The Netwalker ransomware group has hit the sole electricity provider for the city of Karachi, K-Electric, with a ransomware attack and is demanding a $7.7 million bitcoin ransom.
According to BleepingComputer, K-Electric is Pakistan’s largest power supplier and serves 2.5 million customers. It employs 10,000 people and since yesterday, customers have been unable to access their account’s online services because of the attack.

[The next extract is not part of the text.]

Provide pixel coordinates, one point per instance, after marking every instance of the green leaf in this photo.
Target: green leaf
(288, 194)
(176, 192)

Per the report, K-Electric was sent a Tor payment page, in which the ransomware operators demand $3.85 million in bitcoin as a ransom to unencrypt the firm’s data and stop disrupting its services. If the ransom isn’t paid within seven days, the amount will increase to $7.7 million.
The page reads:
If there is no payment made by September 15, the price increases by x2 and will be $7.7 million (765.6358 BTC).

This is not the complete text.